For TTG2 expression analysis, three individuals of the OW progeny were selected according to prickle density: OW9068 (no prickles), OW9155 (low density) and OW9106 (high density). The terminal part of young stems was harvested in spring 2016 from field-grown plants (two biological replicates). RNA extraction, cDNA synthesis, qPCR (three technical replicates) and relative quantifications were performed as previously described89. Calibration was done using TCTP and UBC genes. The following primers were used to amplify TTG2 (RcTTG2-1-F: CCTCAAACCCAGGAGCATC and RcTTG2-1-R: CAACAGCTTGATCCCTGAGAG).
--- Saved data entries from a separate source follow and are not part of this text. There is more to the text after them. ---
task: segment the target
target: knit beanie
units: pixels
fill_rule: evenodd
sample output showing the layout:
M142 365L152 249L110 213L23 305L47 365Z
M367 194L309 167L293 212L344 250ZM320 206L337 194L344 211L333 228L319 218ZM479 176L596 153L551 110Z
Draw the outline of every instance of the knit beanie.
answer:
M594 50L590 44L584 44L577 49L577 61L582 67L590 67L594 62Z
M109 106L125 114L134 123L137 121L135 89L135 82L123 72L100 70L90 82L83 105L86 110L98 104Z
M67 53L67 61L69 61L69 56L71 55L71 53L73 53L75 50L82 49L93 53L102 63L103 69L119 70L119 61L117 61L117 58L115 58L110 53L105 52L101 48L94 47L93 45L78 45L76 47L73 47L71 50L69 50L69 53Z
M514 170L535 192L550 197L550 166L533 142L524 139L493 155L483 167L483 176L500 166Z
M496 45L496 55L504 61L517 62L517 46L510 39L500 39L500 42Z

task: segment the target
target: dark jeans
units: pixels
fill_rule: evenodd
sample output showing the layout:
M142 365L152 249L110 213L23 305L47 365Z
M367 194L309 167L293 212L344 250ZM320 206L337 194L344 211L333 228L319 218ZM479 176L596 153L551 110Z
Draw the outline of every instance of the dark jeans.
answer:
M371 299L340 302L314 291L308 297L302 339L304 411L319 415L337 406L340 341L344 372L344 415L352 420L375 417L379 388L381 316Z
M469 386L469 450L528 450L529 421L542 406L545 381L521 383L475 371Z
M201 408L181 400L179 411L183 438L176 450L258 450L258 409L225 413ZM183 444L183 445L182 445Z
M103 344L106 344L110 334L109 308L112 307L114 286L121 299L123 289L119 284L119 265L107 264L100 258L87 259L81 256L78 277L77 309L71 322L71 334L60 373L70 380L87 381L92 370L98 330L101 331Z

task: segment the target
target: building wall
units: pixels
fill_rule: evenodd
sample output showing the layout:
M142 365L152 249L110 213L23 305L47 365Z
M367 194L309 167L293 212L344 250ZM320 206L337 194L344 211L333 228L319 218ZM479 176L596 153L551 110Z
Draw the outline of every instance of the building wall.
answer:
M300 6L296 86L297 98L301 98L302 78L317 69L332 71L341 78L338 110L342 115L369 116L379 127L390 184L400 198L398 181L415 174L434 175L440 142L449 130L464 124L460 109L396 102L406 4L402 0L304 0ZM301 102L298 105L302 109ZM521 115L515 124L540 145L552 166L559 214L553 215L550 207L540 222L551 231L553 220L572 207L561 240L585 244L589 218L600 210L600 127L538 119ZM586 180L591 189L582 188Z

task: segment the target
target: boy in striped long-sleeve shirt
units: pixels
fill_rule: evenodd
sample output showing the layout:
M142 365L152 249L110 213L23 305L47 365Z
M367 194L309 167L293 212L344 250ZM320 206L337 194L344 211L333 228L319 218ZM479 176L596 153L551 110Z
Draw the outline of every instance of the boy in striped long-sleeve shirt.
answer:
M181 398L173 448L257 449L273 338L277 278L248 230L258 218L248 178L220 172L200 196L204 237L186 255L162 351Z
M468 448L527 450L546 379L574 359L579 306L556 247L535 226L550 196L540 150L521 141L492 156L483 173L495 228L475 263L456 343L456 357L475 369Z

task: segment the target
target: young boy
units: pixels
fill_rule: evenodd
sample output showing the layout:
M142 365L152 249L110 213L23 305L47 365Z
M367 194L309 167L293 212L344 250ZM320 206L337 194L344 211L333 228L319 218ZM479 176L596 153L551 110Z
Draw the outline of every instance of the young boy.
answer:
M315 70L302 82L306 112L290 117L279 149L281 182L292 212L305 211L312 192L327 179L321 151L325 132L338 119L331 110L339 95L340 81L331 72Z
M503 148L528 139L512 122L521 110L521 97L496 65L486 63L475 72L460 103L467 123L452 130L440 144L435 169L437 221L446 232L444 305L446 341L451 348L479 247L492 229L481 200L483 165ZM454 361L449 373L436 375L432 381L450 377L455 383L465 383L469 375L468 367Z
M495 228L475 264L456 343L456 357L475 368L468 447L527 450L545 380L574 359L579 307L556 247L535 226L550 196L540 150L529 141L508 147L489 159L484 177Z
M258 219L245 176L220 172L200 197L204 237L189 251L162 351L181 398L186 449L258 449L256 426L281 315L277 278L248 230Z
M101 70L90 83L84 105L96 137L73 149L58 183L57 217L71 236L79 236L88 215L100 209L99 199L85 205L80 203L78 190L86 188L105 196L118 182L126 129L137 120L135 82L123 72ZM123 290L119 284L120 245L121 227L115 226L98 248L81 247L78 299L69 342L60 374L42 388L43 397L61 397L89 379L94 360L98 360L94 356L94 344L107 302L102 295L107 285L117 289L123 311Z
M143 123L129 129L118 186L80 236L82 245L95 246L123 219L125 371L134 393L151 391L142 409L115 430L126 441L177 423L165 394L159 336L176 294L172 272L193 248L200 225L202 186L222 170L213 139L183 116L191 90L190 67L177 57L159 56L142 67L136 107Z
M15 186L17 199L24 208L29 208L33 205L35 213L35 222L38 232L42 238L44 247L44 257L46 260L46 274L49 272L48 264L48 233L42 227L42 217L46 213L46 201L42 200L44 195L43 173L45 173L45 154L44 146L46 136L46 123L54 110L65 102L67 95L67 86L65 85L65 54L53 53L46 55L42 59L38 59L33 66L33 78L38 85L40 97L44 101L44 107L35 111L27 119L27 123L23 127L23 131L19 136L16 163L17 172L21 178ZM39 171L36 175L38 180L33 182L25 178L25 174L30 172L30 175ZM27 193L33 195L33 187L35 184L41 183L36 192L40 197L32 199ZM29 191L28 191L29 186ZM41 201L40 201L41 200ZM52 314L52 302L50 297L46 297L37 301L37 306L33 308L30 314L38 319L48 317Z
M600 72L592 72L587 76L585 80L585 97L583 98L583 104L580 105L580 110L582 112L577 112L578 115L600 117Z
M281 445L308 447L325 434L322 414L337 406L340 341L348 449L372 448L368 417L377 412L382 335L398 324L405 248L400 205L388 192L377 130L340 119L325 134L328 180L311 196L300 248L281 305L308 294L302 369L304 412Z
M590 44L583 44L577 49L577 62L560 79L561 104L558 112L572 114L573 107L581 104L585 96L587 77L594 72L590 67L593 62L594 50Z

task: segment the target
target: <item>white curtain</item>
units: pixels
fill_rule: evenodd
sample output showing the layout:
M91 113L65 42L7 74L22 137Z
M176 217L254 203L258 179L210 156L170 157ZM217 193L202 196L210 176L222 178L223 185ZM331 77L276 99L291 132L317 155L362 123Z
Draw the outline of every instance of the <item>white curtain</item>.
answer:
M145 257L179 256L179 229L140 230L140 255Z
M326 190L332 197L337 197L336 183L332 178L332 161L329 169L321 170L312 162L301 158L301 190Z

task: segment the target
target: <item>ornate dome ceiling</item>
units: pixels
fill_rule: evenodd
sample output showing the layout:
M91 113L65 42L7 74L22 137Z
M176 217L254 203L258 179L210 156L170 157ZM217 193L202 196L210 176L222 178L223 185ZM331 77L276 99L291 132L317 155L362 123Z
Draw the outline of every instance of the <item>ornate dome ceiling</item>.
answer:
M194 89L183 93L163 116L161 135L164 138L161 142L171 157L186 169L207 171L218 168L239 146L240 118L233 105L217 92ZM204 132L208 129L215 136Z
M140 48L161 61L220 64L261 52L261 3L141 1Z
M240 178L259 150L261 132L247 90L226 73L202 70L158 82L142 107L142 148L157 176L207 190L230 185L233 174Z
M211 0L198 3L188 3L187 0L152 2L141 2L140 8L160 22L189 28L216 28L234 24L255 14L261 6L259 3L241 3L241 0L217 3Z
Organ-specific expression of candidate self-incompatibility genes were tested using RNA extracted from the stamens and pistils of three flower buds and five open flowers and the terminal leaflets of three young leaves, sampled from an individual of ‘Old Blush’ in August 2017. RNA extraction was carried out according to previously published protocols37. cDNA synthesis and RT–PCR were performed with the PrimeScript RT reagent Kit with genomic DNA Eraser and EmeraldAmp PCR Master Mix (TaKaRa) according to the manufacturer’s protocols. The following primers (5′ to 3′) were used to amplify seven candidate genes and a house-keeping gene: SRNase26 (F1: TGCAGCCAACACATACGATT and R1: GCAAGAAGATCGGCGTAGTC), SRNase30 (F1: TGTTCAACAATGGCCGATAA and R1: TGCACATAAGCGAAGGAGTG), SRNase36 (F1: TGTGGTAACAGCTGCAAAGC and R1: TCAACCACGTTTTTGCCATA), Fbox29 (F2: TGACTATTTTCTATTGCGCTTGAG and R1: CACCACAAAAAGGATAACAAGAC), Fbox31 (F1: TTTGCTATGAAAATGATAACAACAG and R1: AACCCCATGGTTTCATTAAGTA), Fbox38 (F1: GACTACTCTCCTTTGGCCTGAA and R1: CTACAGCTGCAGAATCATTTGAC), Fbox40 (F1: CGTCCAATATCTCTACTCAATGGT and R1: CCTCTTCTTGGTGAGTCTGAAAT) and RoTCTP (F2: AAGAAGCAGTTTGTCACATGG and R2: TCTTAGCACTTGACCTCCTTCA).

Reporting Summary

Further information on experimental design is available in the Nature Research Reporting Summary linked to this article.

Code availability

The R code used for pairwise maximum likelihood recombination and lod score calculations is available through CRAN (https://CRAN.R-project.org/package=polymapR). The R code used to infer phylogenetic relationships is available on request from the corresponding author90. The python scripts used for centromeric region identification are available on request from the corresponding author.

Data availability

All the genome data have been made available on a genome browser (https://iris.angers.inra.fr/obh/) and in the public GDR database (https://www.rosaceae.org/species/rosa/chinensis/genome_v1.0)91. FASTA files of chromosomes and genes (mRNA, proteins and non-coding RNA) and gff files for gene models and structural features (transposable element) can be downloaded from both the previously mentioned websites. Raw data (PacBio and Illumina reads) are available under the accession number PRJNA445774. RNA-seq data used for genome annotation are available under the following SRA accession numbers: SRP128461 for 91/100-5 leaves infected with blackspot and SRP133785 for R.wichurana and ‘Yesterday’ leaves infected with two powdery mildew pathotypes. Raw data of resequencing of the eight wild Rosa species are available under the SRA accession number SRP143586.